はじめに
マルチモニター環境でPCゲームをプレイする際、サブモニターなど特定のモニターに表示したいが、ゲームのオプション設定にモニター選択機能がなかったり、ウィンドウ化しても移動できなかったりすることがあります。
それでも やっぱり
「マルチモニター環境でウィンドウを自由に動かしたい!」
そんな思いから、ChatGPTを活用して、Windows上のウィンドウを操作できるツールの制作を試みました。
この記事では、古いPCゲームやインディーゲームをマルチモニター環境で快適にプレイしたい人や、効率的な作業環境を求める方に向けて、ChatGPTによるツール開発の流れと環境構築方法を紹介していきます。
完成したツールの概要
このツールでは以下のようなことができます:
- 任意のウィンドウのタイトルを入力して移動対象を指定
- 接続されているモニターの中から移動先を選択
- 選択したモニターの中央にウィンドウを移動
- ダイアログで直感的に操作可能
マルチモニター環境で古いゲームのウィンドウが勝手にメインモニターに固定される、といった問題に悩まされている方には特に便利です。
制作したツールの実行イメージ
ウィンドウ名入力画面
移動先モニター選択画面
Python環境の構築方法(Windows向け)
ChatGPTで何も指定せずに「スクリプトを作って」と言うと、自分の環境ではPythonのスクリプトを作成します。
そこで、ここでは Windows上でPythonの実行環境を構築する手順を簡単に説明します。
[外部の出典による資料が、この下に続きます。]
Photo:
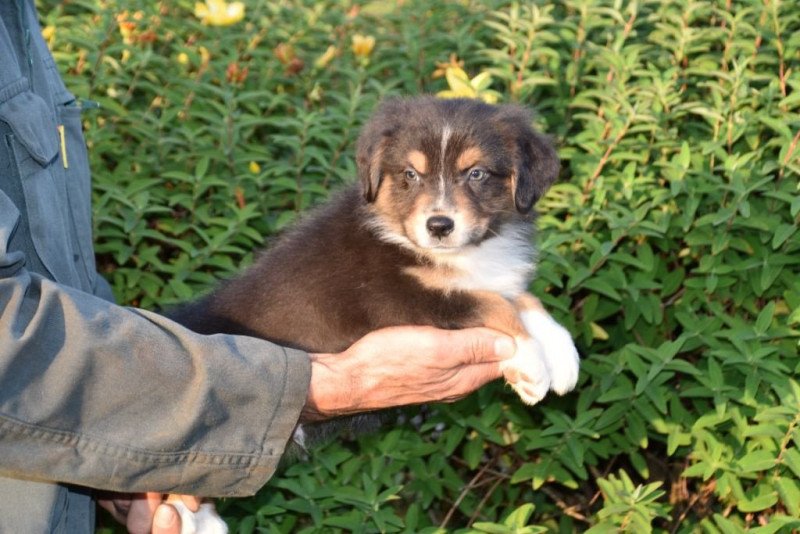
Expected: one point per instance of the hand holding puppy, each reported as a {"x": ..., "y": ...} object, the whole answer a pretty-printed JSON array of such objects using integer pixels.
[{"x": 416, "y": 365}]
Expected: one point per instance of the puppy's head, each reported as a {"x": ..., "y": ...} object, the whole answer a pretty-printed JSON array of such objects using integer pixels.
[{"x": 440, "y": 175}]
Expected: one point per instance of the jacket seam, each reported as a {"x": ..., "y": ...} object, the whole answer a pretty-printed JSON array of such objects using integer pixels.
[{"x": 86, "y": 443}]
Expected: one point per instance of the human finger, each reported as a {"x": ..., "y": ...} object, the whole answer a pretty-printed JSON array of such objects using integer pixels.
[
  {"x": 473, "y": 346},
  {"x": 140, "y": 514},
  {"x": 166, "y": 520}
]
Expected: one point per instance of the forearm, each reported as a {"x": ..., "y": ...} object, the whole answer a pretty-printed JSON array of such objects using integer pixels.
[{"x": 115, "y": 398}]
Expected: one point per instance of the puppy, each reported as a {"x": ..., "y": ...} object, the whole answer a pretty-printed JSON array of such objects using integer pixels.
[{"x": 437, "y": 232}]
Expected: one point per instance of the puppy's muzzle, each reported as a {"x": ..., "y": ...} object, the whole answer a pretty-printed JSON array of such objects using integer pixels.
[{"x": 440, "y": 226}]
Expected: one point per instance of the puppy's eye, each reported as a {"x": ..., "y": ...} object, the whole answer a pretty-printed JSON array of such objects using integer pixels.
[
  {"x": 412, "y": 176},
  {"x": 476, "y": 175}
]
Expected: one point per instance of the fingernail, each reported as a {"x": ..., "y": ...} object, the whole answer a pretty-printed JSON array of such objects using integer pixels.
[
  {"x": 165, "y": 516},
  {"x": 504, "y": 347}
]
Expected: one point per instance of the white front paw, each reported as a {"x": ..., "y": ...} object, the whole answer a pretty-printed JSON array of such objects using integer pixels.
[
  {"x": 527, "y": 372},
  {"x": 559, "y": 352},
  {"x": 205, "y": 521},
  {"x": 209, "y": 521}
]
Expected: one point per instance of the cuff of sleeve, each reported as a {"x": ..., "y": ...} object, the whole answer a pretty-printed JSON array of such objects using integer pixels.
[{"x": 282, "y": 419}]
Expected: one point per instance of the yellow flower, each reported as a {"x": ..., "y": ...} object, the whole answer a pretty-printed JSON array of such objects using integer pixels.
[
  {"x": 219, "y": 12},
  {"x": 441, "y": 67},
  {"x": 323, "y": 60},
  {"x": 205, "y": 56},
  {"x": 48, "y": 33},
  {"x": 462, "y": 87},
  {"x": 363, "y": 45}
]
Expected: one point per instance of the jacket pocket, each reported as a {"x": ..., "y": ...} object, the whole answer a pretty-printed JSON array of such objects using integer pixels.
[
  {"x": 34, "y": 143},
  {"x": 74, "y": 165}
]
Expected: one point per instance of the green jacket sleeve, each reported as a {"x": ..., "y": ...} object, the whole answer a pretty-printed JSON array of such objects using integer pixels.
[{"x": 117, "y": 398}]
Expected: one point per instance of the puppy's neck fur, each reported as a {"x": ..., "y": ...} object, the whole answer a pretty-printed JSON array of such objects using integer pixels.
[{"x": 503, "y": 263}]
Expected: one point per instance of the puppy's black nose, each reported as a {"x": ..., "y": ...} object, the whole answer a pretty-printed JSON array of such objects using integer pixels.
[{"x": 440, "y": 226}]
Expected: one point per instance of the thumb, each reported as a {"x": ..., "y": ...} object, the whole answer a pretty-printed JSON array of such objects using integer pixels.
[{"x": 166, "y": 520}]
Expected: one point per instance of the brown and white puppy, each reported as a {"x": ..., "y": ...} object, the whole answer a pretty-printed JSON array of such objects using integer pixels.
[{"x": 437, "y": 232}]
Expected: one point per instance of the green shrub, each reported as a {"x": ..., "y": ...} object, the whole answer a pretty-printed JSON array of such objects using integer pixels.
[{"x": 669, "y": 248}]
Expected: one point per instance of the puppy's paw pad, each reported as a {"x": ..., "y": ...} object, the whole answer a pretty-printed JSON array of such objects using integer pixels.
[
  {"x": 526, "y": 372},
  {"x": 558, "y": 348}
]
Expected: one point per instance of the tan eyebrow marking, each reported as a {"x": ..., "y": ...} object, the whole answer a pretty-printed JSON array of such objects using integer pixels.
[
  {"x": 469, "y": 158},
  {"x": 418, "y": 160}
]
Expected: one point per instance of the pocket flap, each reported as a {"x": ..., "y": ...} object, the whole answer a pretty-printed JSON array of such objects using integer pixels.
[{"x": 33, "y": 125}]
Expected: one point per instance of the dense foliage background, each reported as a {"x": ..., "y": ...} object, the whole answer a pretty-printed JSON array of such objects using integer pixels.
[{"x": 670, "y": 247}]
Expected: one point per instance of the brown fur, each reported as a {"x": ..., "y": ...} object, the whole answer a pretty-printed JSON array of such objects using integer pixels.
[{"x": 337, "y": 276}]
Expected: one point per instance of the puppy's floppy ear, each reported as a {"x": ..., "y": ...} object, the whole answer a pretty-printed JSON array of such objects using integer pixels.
[
  {"x": 371, "y": 147},
  {"x": 536, "y": 163}
]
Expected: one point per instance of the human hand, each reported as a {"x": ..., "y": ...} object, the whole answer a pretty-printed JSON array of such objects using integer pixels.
[
  {"x": 404, "y": 365},
  {"x": 146, "y": 513}
]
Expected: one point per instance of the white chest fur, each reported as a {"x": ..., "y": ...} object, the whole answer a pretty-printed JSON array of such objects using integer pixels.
[{"x": 502, "y": 264}]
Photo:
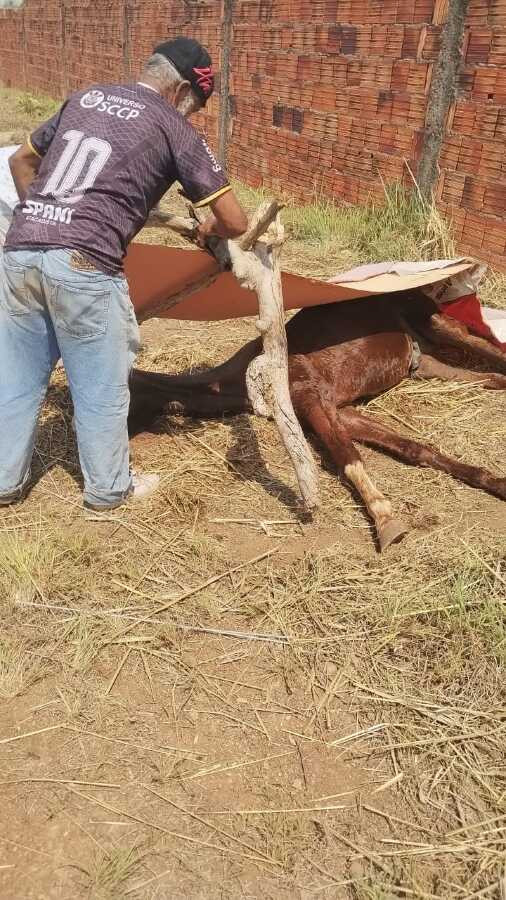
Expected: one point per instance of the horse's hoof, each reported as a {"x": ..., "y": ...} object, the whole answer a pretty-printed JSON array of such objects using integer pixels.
[{"x": 391, "y": 533}]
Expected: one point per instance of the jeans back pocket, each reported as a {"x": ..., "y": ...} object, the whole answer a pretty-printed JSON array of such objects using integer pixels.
[
  {"x": 16, "y": 299},
  {"x": 81, "y": 313}
]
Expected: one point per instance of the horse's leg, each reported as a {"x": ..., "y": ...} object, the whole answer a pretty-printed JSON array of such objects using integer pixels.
[
  {"x": 366, "y": 430},
  {"x": 429, "y": 367},
  {"x": 326, "y": 422},
  {"x": 152, "y": 394}
]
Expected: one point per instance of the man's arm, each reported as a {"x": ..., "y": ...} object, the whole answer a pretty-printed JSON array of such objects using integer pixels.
[
  {"x": 227, "y": 219},
  {"x": 24, "y": 165}
]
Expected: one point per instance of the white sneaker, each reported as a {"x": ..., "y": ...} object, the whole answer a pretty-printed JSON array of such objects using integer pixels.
[{"x": 143, "y": 486}]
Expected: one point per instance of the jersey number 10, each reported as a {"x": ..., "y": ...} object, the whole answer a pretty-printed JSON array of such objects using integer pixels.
[{"x": 78, "y": 167}]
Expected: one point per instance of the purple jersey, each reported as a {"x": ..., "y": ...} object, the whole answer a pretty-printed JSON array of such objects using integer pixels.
[{"x": 108, "y": 156}]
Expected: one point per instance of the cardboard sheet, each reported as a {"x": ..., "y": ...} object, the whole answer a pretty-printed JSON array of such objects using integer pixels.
[{"x": 156, "y": 274}]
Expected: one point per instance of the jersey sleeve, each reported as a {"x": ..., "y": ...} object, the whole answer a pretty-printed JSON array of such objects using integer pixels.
[
  {"x": 198, "y": 171},
  {"x": 40, "y": 139}
]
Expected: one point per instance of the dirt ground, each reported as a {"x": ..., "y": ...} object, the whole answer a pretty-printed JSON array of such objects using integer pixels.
[{"x": 210, "y": 697}]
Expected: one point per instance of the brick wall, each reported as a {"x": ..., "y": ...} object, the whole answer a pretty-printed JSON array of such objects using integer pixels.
[{"x": 326, "y": 95}]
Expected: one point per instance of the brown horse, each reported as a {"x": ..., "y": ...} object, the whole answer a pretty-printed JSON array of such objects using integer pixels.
[{"x": 338, "y": 354}]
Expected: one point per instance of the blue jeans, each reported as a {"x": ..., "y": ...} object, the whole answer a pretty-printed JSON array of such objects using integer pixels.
[{"x": 51, "y": 309}]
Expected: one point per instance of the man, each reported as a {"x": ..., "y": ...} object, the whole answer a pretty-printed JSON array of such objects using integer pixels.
[{"x": 87, "y": 180}]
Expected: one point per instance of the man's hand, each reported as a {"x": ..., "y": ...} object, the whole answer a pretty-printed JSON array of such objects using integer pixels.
[
  {"x": 24, "y": 165},
  {"x": 206, "y": 229},
  {"x": 227, "y": 220}
]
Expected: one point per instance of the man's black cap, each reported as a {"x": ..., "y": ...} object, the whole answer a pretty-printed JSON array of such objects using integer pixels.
[{"x": 193, "y": 62}]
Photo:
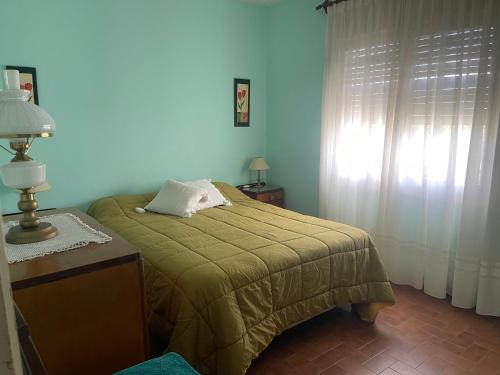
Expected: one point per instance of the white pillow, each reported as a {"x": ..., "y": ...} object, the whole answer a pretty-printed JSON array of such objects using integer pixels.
[
  {"x": 176, "y": 198},
  {"x": 215, "y": 198}
]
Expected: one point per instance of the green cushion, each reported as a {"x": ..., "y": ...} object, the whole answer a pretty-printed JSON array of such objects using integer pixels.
[{"x": 168, "y": 364}]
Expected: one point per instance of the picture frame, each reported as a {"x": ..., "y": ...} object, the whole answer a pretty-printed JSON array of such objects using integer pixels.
[
  {"x": 241, "y": 102},
  {"x": 27, "y": 77}
]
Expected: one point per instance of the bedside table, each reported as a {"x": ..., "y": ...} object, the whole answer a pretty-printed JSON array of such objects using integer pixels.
[
  {"x": 85, "y": 308},
  {"x": 267, "y": 194}
]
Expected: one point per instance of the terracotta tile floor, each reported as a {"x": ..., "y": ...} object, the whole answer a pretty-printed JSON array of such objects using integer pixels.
[{"x": 419, "y": 335}]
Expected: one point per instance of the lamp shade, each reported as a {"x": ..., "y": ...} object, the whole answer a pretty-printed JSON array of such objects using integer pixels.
[
  {"x": 258, "y": 164},
  {"x": 18, "y": 117}
]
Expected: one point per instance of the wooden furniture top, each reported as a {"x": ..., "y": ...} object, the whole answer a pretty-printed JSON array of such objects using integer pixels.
[
  {"x": 71, "y": 262},
  {"x": 262, "y": 189}
]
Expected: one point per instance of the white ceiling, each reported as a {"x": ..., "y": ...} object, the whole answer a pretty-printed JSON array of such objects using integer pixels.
[{"x": 262, "y": 2}]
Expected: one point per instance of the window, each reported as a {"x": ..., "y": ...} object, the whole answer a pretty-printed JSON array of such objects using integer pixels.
[{"x": 435, "y": 117}]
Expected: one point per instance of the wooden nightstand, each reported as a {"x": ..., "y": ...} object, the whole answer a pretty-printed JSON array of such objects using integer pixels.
[
  {"x": 85, "y": 308},
  {"x": 267, "y": 194}
]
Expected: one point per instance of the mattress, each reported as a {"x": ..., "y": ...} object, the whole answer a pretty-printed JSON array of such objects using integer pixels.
[{"x": 222, "y": 284}]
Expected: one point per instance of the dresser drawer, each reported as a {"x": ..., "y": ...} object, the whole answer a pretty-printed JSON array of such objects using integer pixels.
[{"x": 270, "y": 196}]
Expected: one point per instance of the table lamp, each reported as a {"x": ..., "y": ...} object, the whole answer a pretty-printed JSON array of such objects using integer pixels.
[
  {"x": 22, "y": 122},
  {"x": 258, "y": 164}
]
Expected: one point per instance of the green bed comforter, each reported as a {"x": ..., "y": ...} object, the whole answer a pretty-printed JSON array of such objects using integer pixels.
[{"x": 222, "y": 284}]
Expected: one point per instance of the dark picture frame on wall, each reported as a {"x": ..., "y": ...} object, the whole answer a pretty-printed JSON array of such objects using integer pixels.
[
  {"x": 241, "y": 102},
  {"x": 27, "y": 77}
]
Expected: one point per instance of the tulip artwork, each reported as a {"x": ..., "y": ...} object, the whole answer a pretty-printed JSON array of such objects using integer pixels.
[
  {"x": 27, "y": 78},
  {"x": 241, "y": 102}
]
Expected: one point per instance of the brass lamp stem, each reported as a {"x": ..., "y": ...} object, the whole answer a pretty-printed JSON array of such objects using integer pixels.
[
  {"x": 28, "y": 205},
  {"x": 30, "y": 228}
]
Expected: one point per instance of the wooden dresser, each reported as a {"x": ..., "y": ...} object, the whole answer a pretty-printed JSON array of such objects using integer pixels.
[
  {"x": 267, "y": 194},
  {"x": 85, "y": 308}
]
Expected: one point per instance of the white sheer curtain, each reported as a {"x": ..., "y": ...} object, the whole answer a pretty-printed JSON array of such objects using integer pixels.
[{"x": 410, "y": 117}]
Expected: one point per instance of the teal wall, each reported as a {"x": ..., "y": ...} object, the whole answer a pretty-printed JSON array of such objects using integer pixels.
[
  {"x": 294, "y": 92},
  {"x": 140, "y": 91}
]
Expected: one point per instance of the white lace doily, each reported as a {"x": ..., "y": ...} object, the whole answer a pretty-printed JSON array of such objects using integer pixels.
[{"x": 72, "y": 233}]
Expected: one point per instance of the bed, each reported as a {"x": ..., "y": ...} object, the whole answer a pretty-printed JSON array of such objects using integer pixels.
[{"x": 222, "y": 284}]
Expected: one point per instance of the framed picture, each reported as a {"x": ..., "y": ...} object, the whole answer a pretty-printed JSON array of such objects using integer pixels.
[
  {"x": 241, "y": 102},
  {"x": 27, "y": 76}
]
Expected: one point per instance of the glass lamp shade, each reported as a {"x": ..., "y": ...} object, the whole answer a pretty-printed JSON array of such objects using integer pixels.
[
  {"x": 18, "y": 117},
  {"x": 258, "y": 164},
  {"x": 23, "y": 174}
]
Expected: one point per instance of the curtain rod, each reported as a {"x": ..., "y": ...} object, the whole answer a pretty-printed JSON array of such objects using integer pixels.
[{"x": 328, "y": 3}]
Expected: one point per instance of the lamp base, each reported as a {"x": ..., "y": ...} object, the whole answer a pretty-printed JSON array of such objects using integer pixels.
[{"x": 18, "y": 235}]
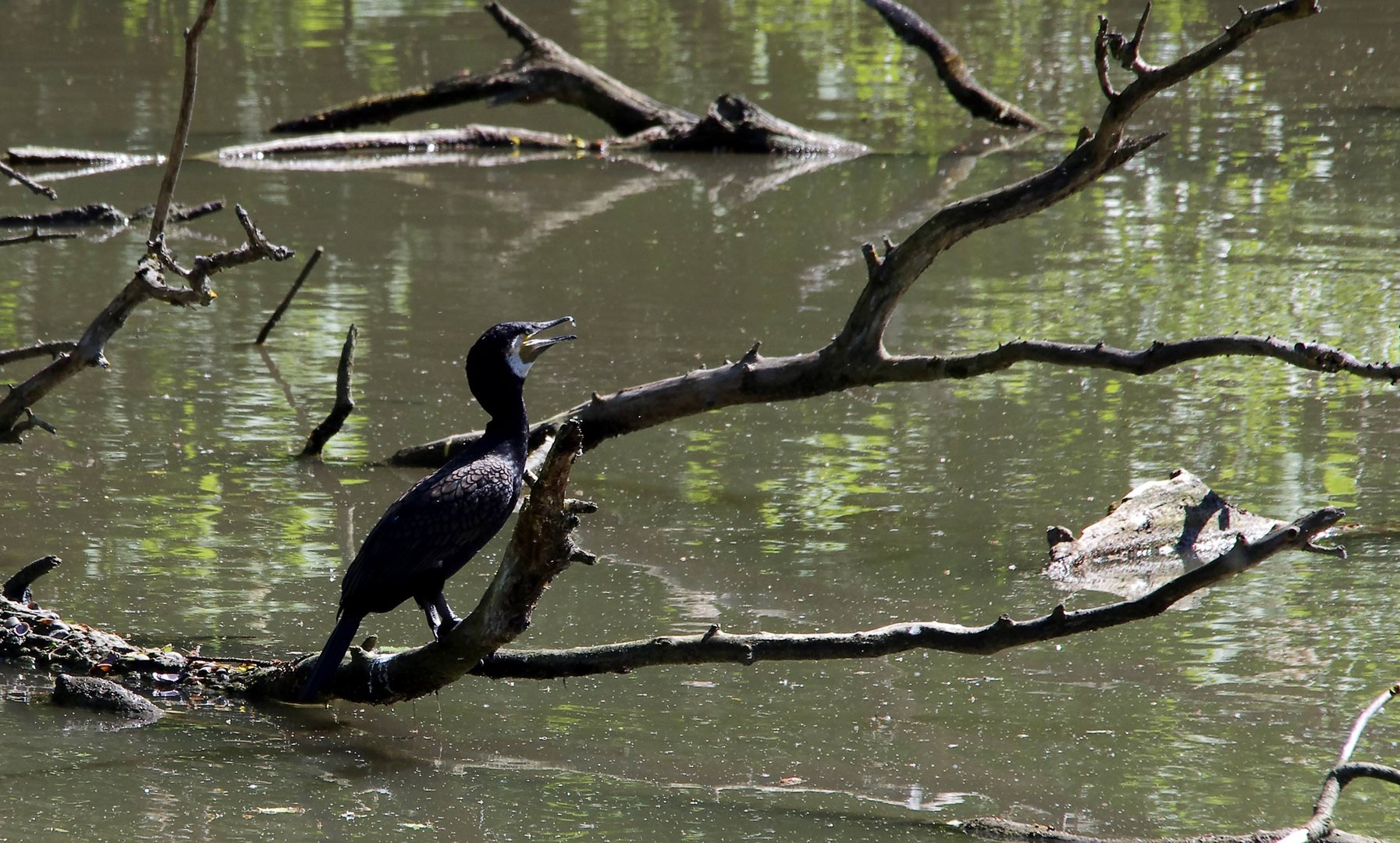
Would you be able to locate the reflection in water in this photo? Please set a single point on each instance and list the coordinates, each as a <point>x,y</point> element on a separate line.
<point>183,518</point>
詳しい手順などは解説しているWebサイトが色々あるので、そちらを参考にして下さい。
※開発環境でVisual Studio等を使用している場合、インストーラで追加する方法もあります。
1. Pythonのインストール
- 公式サイト から最新版(3.11以上推奨)をダウンロード
- インストーラ実行時に「Add Python to PATH」にチェックを入れてインストール
2. パッケージ管理(pip)
Pythonには便利なライブラリが多数あります。 次のようにインストール可能です:
pip install pygetwindow pywin32 screeninfo
3. 開発環境のおすすめ
コードの編集だけであれば、メモ帳でも問題ありませんが、
Pythonに対応したエディタを使用することで、コードの不備などを発見しやすくなります。
- Visual Studio Code(無料・軽量)
- PyCharm(高機能)
- Jupyter Notebook(インタラクティブ開発)
4.使用したPythonライブラリ
pygetwindow
:ウィンドウタイトルから対象を取得win32gui
,pywin32
:Windows API を使ってウィンドウ操作screeninfo
:複数モニターの解像度や位置を取得tkinter
:GUIダイアログ表示ctypes
:OSレベルのAPIへアクセス(モニター名取得に使用)
ChatGPTがコードを生成したタイミングで必要なライブラリを教えてくれるので、その都度追加していきました。
ただ、教えてくれない(忘れている?)こともあり、スクリプトが実行できなかったり、エラーとなったりすることで、ライブラリが未導入であることが発覚することもあります。
ほとんどのライブラリは、コマンドプロンプトで「pip install <ライブラリ名>」と入力することで導入できますが、バージョンによっては上手く導入できない場合は、ChatGPTに質問しても良いですが、情報が古いことがあるので、Webでの検索をお勧めします。
ChatGPTを活用した具体的な指示例
今回のツール制作ではChatGPTを以下のように活用しました:
指示例1: 「Windowsでアクティブなウィンドウを別モニターに移動させるPythonスクリプトを書いてください」
何も指示しないと、コマンドプロンプトでPythonを実行するコードを生成するので、「GUIにしてください」と指示をするウィンドウ画面が表示されるようにしてくれます。
指示例2: 「複数のモニターがある場合、モニターを選択するダイアログを追加してください」
本ツールではモニター名を取得するようにしていますが、取得できていないため、モニターを識別できる情報をできるだけ入れるように指示しています。
指示例3: 「指定したウィンドウを移動先モニターの中央に配置するようにしてください」
何も指定しないと、適当な位置に表示されてしまうので、本ツールでは中央を指定しています。用途によっては、オフセットで位置をシフトして表示させるような機能を追加しても良いと思います。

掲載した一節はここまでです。